Risk of reactivation:
Genital TB, like all extrapulmonary TB, carries a risk of reactivation — particularly with immunosuppression (HIV infection, corticosteroids, anti-TNF therapy, malnutrition). Patients should be counselled to complete the full ATT course, complete their DOTS, and report any recurrence of symptoms. After completing ATT, bacteriological cure is confirmed by symptom resolution, resolution of constitutional features, and repeat culture negativity (if applicable). Structural follow-up (repeat HSG/hysteroscopy) is performed to document post-treatment changes.

Prevention:
- BCG vaccination at birth is the primary preventive measure — BCG significantly reduces the risk of severe and disseminated TB in children, including haematogenous seeding of extrapulmonary sites. India's Universal Immunisation Programme mandates BCG at birth.
- Contact tracing and treatment: household and close contacts of active TB cases should be screened (TST/IGRA, chest X-ray) and given isoniazid preventive therapy (IPT) if indicated.
- Early diagnosis and complete treatment of pulmonary TB prevents haematogenous dissemination to the genital tract.
- Nutrition and HIV prevention: malnutrition and HIV are the two most important risk factors for TB progression from latent to active disease; addressing these reduces the overall TB burden.

CLINICAL PEARL

The key insight in genital TB: treatment cures the infection but NOT the damage. Many students (and some clinicians) make the error of reassuring a woman with bilateral tubal TB that 'the treatment will sort out the fertility problem.' This is factually wrong and potentially cruel — it delays appropriate referral for IVF. ATT eliminates the mycobacteria; it cannot rebuild destroyed tubal epithelium, re-open fibrosed cornual segments, or repair Asherman-scarred endometrium. The counselling message must be clear and honest: we are treating the infection to prevent further damage and systemic spread; the structural damage already present determines fertility prognosis, and in bilateral tubal disease, IVF is the appropriate path. Pre-menstrual endometrial curettage (day 21–25) is the optimal timing for biopsy — this is a common examination question.

Self-Assessment

You have now worked through the complete clinical arc for genital tuberculosis — from its insidious clinical presentation dominated by infertility and menstrual change, through the haematogenous pathogenesis and granulomatous histopathology that explain its anatomical distribution, the diagnostic challenge of a paucibacillary disease requiring a combination of histopathology, culture, CBNAAT, and laparoscopy, and the crucial management principle that ATT cures the infection but cannot reverse established structural damage. Before attempting the question below, confirm your recall of three key facts: (1) which site is most commonly affected in female genital TB and in what percentage, (2) why is endometrial curettage timed to the pre-menstrual phase, and (3) what is the prognosis for spontaneous pregnancy after ATT in a woman with bilateral cornual tubal block.

SELF-CHECK

Which site is most commonly affected in female genital tuberculosis, and what is the approximate frequency of its involvement?
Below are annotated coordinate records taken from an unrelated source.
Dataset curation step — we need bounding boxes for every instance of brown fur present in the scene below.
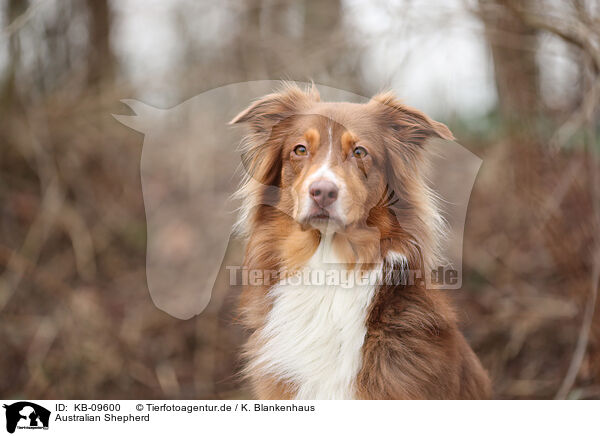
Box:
[232,86,491,399]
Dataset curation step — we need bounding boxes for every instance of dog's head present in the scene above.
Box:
[231,85,453,270]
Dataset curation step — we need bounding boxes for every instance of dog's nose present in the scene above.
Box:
[309,180,338,207]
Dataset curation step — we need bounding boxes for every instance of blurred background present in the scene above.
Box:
[0,0,600,399]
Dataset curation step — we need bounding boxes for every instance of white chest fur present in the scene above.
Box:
[254,235,376,399]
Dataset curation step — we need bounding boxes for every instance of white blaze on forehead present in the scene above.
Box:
[306,120,340,186]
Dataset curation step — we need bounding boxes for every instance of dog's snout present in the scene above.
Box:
[309,180,339,207]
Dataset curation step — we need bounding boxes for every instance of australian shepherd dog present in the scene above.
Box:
[231,84,491,399]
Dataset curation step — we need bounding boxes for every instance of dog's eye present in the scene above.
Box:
[294,144,308,156]
[352,147,369,159]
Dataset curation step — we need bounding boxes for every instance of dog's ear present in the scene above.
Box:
[229,84,320,133]
[229,84,319,186]
[369,92,454,147]
[368,92,454,269]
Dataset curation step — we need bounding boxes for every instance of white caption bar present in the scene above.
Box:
[0,400,600,436]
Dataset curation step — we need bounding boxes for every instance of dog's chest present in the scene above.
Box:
[256,245,375,399]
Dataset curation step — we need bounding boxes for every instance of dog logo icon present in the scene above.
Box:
[4,401,50,433]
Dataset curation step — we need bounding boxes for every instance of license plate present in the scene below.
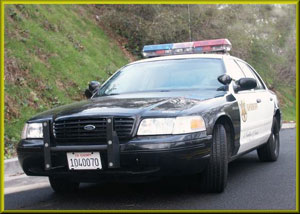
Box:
[67,152,102,170]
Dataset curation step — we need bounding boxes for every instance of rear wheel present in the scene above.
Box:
[257,117,280,161]
[49,177,79,193]
[201,124,228,192]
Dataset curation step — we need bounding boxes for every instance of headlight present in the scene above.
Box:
[22,123,43,139]
[137,116,206,135]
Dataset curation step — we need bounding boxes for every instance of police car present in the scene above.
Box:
[17,39,281,192]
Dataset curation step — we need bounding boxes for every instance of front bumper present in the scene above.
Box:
[17,132,212,182]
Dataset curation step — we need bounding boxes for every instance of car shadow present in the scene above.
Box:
[5,153,272,210]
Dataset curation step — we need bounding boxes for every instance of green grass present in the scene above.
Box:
[5,5,129,158]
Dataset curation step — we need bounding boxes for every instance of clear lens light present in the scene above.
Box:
[22,123,43,139]
[138,116,206,135]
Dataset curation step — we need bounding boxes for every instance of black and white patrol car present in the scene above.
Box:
[17,39,281,192]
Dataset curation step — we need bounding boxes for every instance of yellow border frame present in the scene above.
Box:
[0,0,299,213]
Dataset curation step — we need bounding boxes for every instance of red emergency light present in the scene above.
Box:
[142,39,231,57]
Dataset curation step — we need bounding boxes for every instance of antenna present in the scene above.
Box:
[188,4,192,42]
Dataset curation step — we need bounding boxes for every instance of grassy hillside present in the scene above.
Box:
[5,5,129,157]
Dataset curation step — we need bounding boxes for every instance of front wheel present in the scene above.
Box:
[257,118,280,162]
[49,177,79,193]
[200,124,228,192]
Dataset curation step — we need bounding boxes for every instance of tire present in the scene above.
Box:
[257,117,280,162]
[49,177,80,194]
[200,124,228,193]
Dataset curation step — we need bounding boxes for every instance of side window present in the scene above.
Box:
[248,66,266,89]
[224,59,245,80]
[237,61,264,90]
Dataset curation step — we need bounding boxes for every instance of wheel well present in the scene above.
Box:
[215,115,235,156]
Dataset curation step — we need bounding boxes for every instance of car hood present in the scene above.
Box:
[30,90,225,120]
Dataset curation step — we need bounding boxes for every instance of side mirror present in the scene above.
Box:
[218,74,232,85]
[234,78,257,92]
[84,81,101,99]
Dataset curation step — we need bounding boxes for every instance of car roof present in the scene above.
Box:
[128,54,238,65]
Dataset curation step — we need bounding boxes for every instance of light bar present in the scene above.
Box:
[142,39,231,58]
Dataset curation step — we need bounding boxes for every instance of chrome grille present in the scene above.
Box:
[53,117,134,144]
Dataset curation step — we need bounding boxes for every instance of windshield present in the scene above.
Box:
[96,58,225,96]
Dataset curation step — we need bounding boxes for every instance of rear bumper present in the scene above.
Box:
[17,133,212,182]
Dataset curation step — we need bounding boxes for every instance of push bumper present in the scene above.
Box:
[17,129,212,182]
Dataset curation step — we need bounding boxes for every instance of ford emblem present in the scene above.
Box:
[83,125,96,131]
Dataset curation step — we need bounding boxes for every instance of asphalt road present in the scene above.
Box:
[5,129,296,210]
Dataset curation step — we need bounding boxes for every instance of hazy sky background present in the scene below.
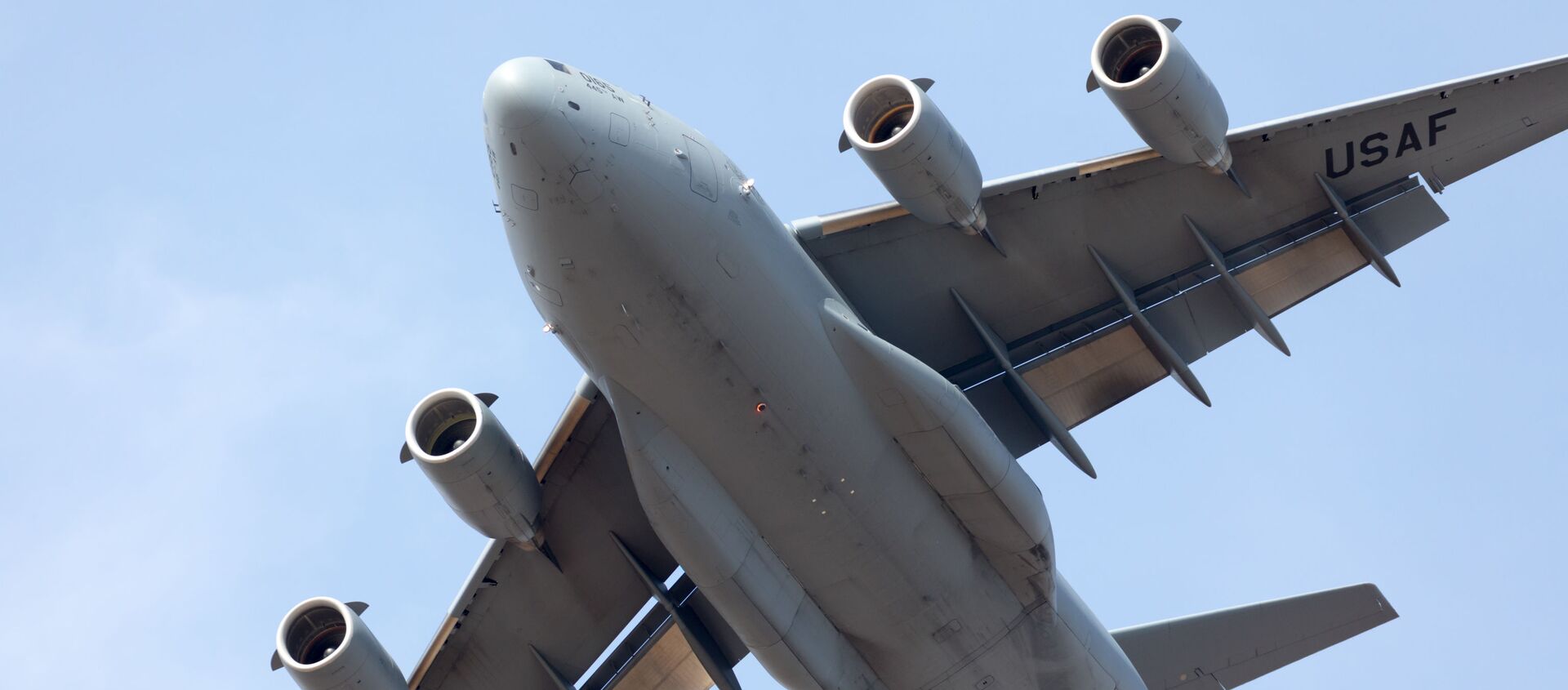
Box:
[0,2,1568,690]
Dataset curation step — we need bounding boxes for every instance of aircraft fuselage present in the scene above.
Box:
[484,58,1143,690]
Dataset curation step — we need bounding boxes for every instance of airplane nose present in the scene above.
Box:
[484,58,561,128]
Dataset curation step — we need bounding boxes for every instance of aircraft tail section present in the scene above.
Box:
[1110,583,1399,690]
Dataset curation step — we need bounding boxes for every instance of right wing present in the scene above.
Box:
[1110,585,1399,690]
[409,376,746,690]
[794,58,1568,470]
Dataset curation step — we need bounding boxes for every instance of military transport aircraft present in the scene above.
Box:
[273,16,1568,690]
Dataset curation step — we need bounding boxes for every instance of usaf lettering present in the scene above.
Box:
[1323,109,1459,177]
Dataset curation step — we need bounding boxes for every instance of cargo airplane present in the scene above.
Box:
[273,16,1568,690]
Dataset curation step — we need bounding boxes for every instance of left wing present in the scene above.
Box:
[408,378,746,690]
[794,56,1568,469]
[1110,585,1399,690]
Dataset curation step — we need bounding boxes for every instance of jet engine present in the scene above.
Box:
[403,389,544,542]
[840,73,990,238]
[273,596,408,690]
[1089,14,1241,176]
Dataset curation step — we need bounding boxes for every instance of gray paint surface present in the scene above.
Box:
[288,32,1561,688]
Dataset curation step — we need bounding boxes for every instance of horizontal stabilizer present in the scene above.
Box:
[1110,583,1399,690]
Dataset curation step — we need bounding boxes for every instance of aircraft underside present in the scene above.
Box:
[274,16,1568,690]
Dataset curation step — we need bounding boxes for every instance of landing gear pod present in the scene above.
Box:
[842,73,994,251]
[403,389,542,542]
[273,596,408,690]
[1089,14,1231,172]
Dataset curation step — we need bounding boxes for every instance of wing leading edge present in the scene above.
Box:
[409,378,746,690]
[795,56,1568,464]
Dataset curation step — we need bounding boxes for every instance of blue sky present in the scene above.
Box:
[0,2,1568,690]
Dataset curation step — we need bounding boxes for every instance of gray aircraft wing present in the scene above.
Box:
[794,56,1568,470]
[1110,585,1399,690]
[409,378,746,690]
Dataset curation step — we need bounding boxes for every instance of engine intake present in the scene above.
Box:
[1089,14,1231,172]
[844,73,987,234]
[273,596,408,690]
[404,389,544,542]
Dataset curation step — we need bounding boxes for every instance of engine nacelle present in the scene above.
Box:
[1089,14,1231,172]
[273,596,408,690]
[844,73,987,234]
[404,389,544,542]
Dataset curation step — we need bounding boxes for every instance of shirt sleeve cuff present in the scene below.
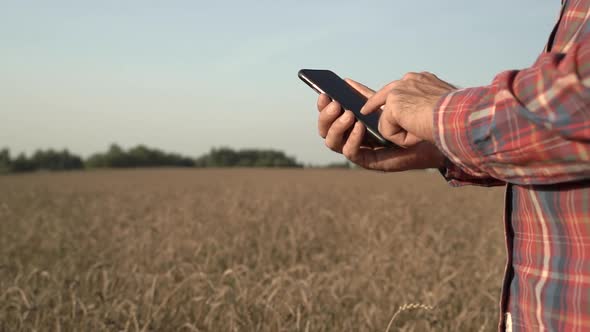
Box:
[433,88,504,186]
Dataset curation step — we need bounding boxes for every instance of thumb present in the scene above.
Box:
[344,78,375,99]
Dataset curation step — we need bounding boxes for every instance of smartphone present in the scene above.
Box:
[298,69,398,148]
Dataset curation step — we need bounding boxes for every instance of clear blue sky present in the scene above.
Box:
[0,0,560,163]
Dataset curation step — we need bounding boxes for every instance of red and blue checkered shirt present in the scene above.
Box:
[434,0,590,331]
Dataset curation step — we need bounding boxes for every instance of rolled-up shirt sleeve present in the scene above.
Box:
[433,33,590,185]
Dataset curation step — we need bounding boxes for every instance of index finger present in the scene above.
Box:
[361,83,391,115]
[317,93,332,112]
[344,78,375,98]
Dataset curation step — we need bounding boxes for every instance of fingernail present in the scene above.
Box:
[352,122,361,133]
[328,107,340,114]
[340,112,352,122]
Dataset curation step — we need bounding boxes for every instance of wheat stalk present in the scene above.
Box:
[385,303,434,332]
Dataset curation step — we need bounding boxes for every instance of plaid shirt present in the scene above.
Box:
[434,0,590,331]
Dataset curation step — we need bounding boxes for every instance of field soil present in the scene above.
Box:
[0,169,505,331]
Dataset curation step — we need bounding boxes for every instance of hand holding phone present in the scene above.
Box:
[298,69,398,148]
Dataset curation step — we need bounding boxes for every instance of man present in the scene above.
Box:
[318,0,590,331]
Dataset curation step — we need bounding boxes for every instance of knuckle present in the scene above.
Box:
[403,72,420,81]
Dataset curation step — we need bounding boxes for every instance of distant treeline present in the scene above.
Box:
[0,144,338,173]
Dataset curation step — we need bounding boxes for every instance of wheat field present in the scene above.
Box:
[0,169,505,332]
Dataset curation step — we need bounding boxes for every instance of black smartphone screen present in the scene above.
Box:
[299,69,394,147]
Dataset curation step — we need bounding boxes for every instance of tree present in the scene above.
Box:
[0,148,12,174]
[195,147,303,167]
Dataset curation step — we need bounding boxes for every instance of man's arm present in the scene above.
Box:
[438,158,506,187]
[433,34,590,184]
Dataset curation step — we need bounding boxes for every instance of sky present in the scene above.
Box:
[0,0,560,163]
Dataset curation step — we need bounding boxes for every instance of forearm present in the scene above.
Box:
[434,38,590,184]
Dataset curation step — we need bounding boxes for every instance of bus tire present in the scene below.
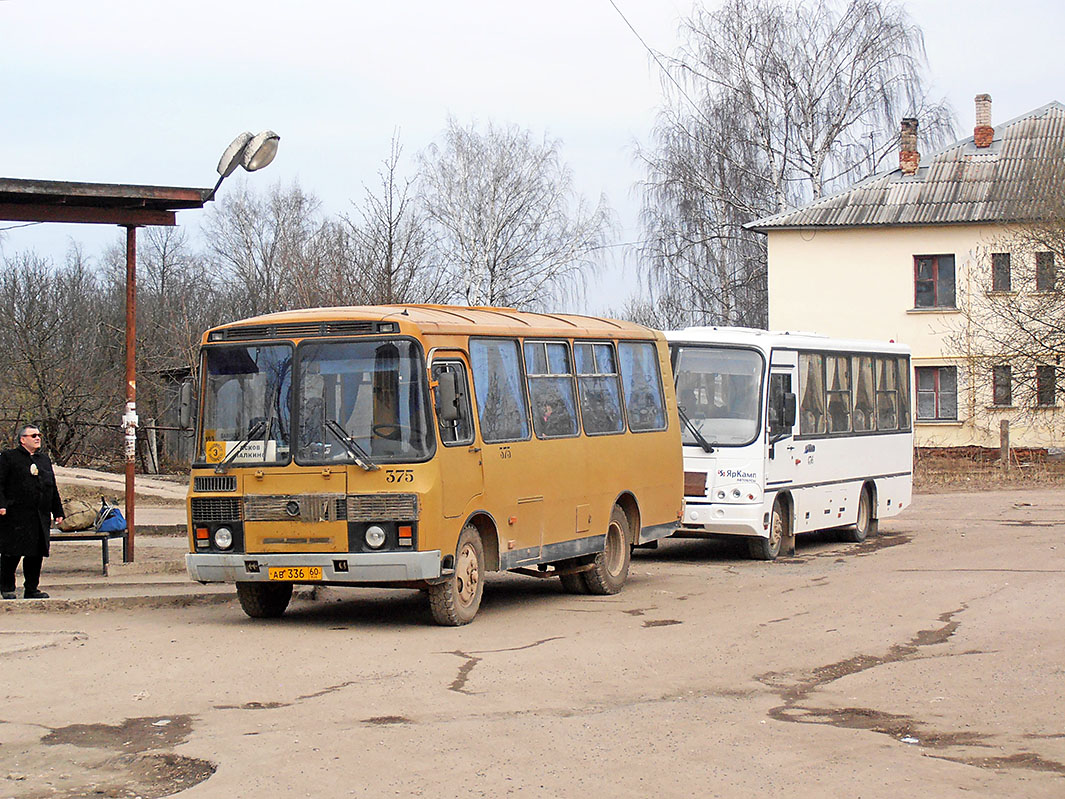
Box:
[429,524,485,627]
[747,500,787,560]
[236,583,292,619]
[847,486,876,543]
[558,572,588,593]
[580,505,632,596]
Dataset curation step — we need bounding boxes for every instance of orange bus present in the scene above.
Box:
[186,306,683,625]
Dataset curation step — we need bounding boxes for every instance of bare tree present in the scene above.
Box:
[421,119,609,308]
[203,181,325,317]
[343,136,448,304]
[0,248,122,464]
[641,0,952,326]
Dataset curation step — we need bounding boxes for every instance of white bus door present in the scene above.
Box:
[766,350,802,494]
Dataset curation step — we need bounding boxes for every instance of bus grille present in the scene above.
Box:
[193,474,236,493]
[347,494,417,522]
[192,496,241,522]
[244,494,347,522]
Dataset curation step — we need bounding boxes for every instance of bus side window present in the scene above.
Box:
[618,341,666,433]
[573,342,625,436]
[432,361,473,446]
[470,339,529,444]
[799,353,825,436]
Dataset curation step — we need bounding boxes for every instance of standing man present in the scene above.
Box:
[0,424,63,600]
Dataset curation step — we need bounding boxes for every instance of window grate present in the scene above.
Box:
[192,496,241,523]
[193,474,236,493]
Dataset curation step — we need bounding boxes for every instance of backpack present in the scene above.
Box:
[93,496,126,533]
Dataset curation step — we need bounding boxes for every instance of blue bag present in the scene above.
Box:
[96,500,126,533]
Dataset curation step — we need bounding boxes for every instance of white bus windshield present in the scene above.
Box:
[673,344,764,446]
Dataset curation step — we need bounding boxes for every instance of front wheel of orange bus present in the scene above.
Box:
[581,505,632,594]
[429,524,485,627]
[236,583,292,619]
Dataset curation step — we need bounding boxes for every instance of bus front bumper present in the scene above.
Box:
[185,550,441,583]
[674,502,769,538]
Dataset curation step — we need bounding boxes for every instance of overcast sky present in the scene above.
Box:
[0,0,1065,312]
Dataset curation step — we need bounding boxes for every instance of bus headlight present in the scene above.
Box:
[365,524,384,550]
[214,527,233,550]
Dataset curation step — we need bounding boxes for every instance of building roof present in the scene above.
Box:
[746,102,1065,232]
[0,178,211,225]
[203,305,661,342]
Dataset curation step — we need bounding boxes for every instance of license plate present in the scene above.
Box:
[269,566,322,582]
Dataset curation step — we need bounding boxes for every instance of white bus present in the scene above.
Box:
[666,327,914,560]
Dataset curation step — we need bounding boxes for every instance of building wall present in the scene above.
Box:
[768,225,1065,446]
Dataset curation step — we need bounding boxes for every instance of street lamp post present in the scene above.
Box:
[122,130,281,562]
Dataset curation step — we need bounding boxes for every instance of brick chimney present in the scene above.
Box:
[972,95,995,148]
[899,116,921,175]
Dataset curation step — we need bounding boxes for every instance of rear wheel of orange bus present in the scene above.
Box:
[236,583,292,619]
[581,505,632,594]
[429,524,485,627]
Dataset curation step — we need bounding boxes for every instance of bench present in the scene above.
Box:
[51,527,130,576]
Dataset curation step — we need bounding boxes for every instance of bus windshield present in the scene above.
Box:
[673,345,764,446]
[197,344,292,463]
[295,339,436,468]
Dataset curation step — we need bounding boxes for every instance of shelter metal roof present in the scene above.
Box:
[0,178,211,225]
[746,102,1065,232]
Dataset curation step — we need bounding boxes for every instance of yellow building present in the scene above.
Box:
[749,95,1065,447]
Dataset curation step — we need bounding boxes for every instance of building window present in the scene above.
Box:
[1035,252,1058,291]
[992,363,1013,405]
[992,252,1012,291]
[914,256,954,308]
[1035,366,1058,407]
[914,366,957,422]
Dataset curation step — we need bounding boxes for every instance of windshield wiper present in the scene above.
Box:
[214,419,267,474]
[676,405,714,452]
[326,419,380,472]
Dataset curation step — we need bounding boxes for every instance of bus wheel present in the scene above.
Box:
[429,524,485,627]
[580,505,632,594]
[236,583,292,619]
[747,501,787,560]
[847,486,876,543]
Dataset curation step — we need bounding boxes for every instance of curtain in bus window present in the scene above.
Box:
[851,355,876,433]
[898,355,910,430]
[799,353,825,436]
[525,341,577,438]
[618,341,666,433]
[825,356,851,433]
[876,358,899,430]
[470,339,529,443]
[573,343,625,435]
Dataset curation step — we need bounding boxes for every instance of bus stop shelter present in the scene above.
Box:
[0,178,214,560]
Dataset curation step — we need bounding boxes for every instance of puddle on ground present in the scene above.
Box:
[40,716,193,752]
[758,609,1065,774]
[0,716,217,799]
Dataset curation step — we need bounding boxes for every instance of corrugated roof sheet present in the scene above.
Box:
[746,102,1065,231]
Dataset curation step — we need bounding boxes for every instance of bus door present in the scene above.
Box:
[432,350,485,519]
[766,349,802,493]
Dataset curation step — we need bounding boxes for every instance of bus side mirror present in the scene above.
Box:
[781,391,797,427]
[437,372,459,422]
[178,380,195,430]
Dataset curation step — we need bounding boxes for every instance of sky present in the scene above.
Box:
[0,0,1065,312]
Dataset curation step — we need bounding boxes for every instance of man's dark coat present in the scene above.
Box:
[0,446,63,557]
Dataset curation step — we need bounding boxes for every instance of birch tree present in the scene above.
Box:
[641,0,952,326]
[420,119,609,308]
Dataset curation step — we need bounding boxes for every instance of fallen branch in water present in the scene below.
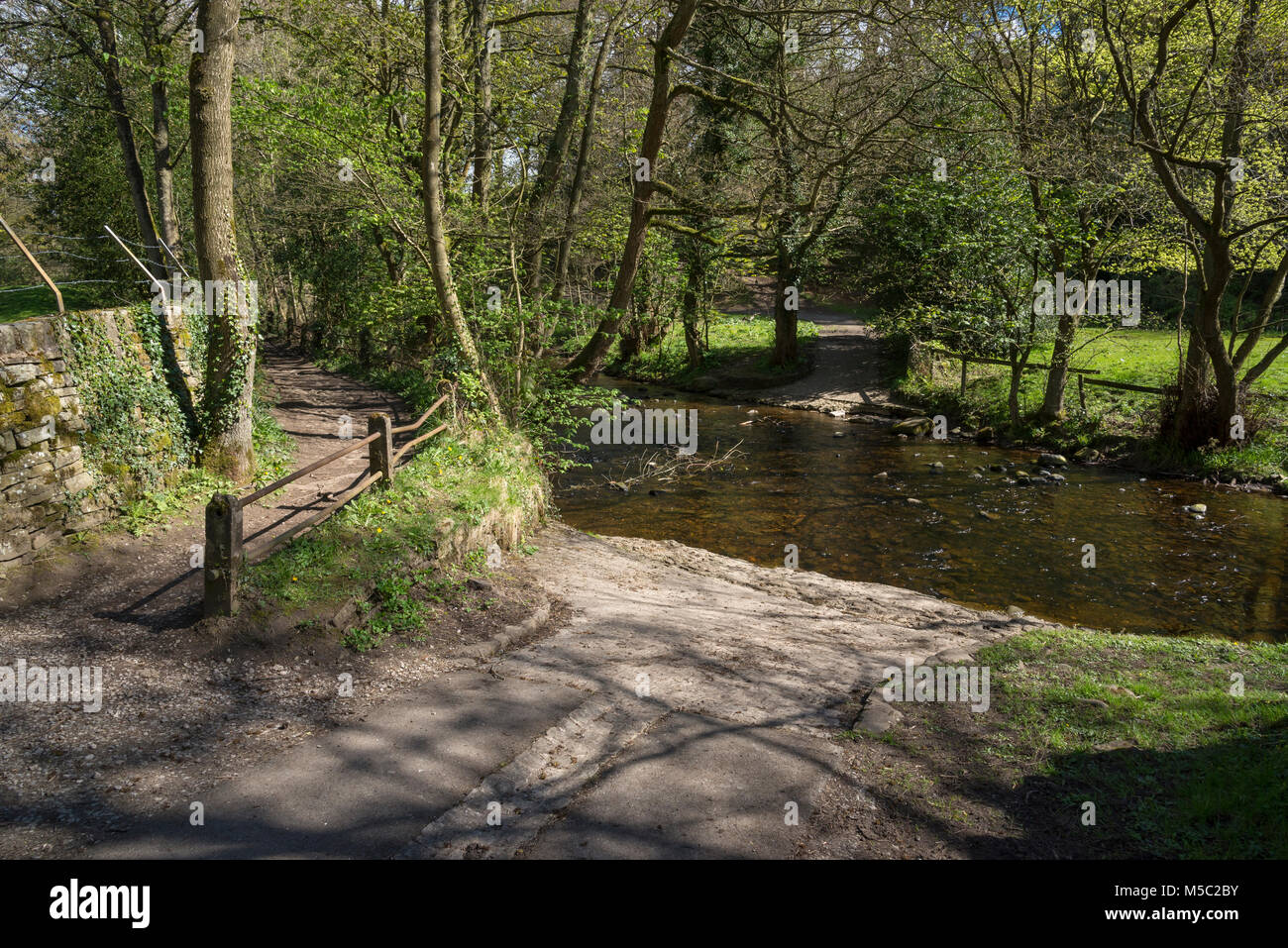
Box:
[604,441,747,490]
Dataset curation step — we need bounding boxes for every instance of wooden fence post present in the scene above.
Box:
[205,493,242,618]
[368,413,394,487]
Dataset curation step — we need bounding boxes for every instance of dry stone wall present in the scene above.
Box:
[0,309,193,570]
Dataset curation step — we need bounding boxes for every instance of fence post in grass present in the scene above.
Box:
[368,413,394,487]
[205,493,242,618]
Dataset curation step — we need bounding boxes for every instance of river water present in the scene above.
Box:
[557,386,1288,642]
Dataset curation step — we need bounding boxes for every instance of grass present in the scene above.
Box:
[899,329,1288,479]
[976,629,1288,859]
[246,430,542,651]
[0,286,123,323]
[577,313,818,386]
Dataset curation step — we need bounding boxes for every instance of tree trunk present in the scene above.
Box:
[141,8,179,259]
[421,0,501,413]
[188,0,257,481]
[471,0,492,207]
[550,4,628,303]
[773,245,800,366]
[94,0,164,280]
[568,0,698,381]
[524,0,591,296]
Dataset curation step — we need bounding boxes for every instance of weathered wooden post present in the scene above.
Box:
[368,413,394,487]
[205,493,242,618]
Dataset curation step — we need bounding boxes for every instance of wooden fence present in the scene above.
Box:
[205,391,452,616]
[924,345,1288,411]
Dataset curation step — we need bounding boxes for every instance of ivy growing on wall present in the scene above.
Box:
[65,305,205,498]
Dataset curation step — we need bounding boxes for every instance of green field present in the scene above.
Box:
[0,283,125,322]
[901,330,1288,477]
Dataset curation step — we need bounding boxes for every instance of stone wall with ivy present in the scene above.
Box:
[0,306,201,568]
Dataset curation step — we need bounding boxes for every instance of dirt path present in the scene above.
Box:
[82,526,1022,859]
[711,283,913,415]
[0,353,409,636]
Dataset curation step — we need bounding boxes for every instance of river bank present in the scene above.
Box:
[594,297,1288,497]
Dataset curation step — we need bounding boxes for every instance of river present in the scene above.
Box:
[557,385,1288,642]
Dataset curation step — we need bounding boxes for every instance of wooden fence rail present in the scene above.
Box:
[205,391,452,616]
[924,345,1284,411]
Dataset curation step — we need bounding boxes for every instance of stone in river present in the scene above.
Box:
[890,416,934,434]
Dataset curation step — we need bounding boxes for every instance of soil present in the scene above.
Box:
[798,703,1092,859]
[709,279,919,415]
[0,353,562,858]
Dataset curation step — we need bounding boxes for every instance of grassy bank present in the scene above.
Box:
[590,313,818,387]
[850,629,1288,859]
[898,330,1288,480]
[245,429,546,652]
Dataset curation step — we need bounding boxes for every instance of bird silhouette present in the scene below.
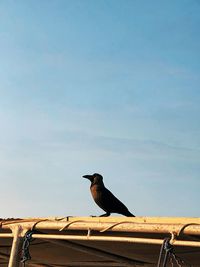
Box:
[83,173,135,217]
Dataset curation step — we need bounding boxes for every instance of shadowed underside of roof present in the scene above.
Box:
[0,217,200,267]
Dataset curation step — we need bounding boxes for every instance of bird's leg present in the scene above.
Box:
[99,212,110,217]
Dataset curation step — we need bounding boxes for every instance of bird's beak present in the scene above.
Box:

A. Endometrium — affected in nearly all cases (90-100%)

B. Fallopian tubes — affected in nearly all cases (90-100%)

C. Ovaries — affected in nearly all cases (90-100%)

D. Cervix — affected in nearly all cases (90-100%)

Reveal Answer

Answer: B. Fallopian tubes — affected in nearly all cases (90-100%)

The fallopian tubes are the primary and most consistently affected site in female genital TB, involved in approximately 90–100% of cases. They are seeded first by haematogenous spread. The endometrium is involved secondarily in about 50–60% of cases (by descending spread from the tube), ovaries in 20–30%, and the cervix in 5–15%. Vulva and vagina are rarely affected. This anatomical hierarchy — tubes first — explains why bilateral tubal damage is the dominant pathological finding and tubal-factor infertility the dominant clinical consequence.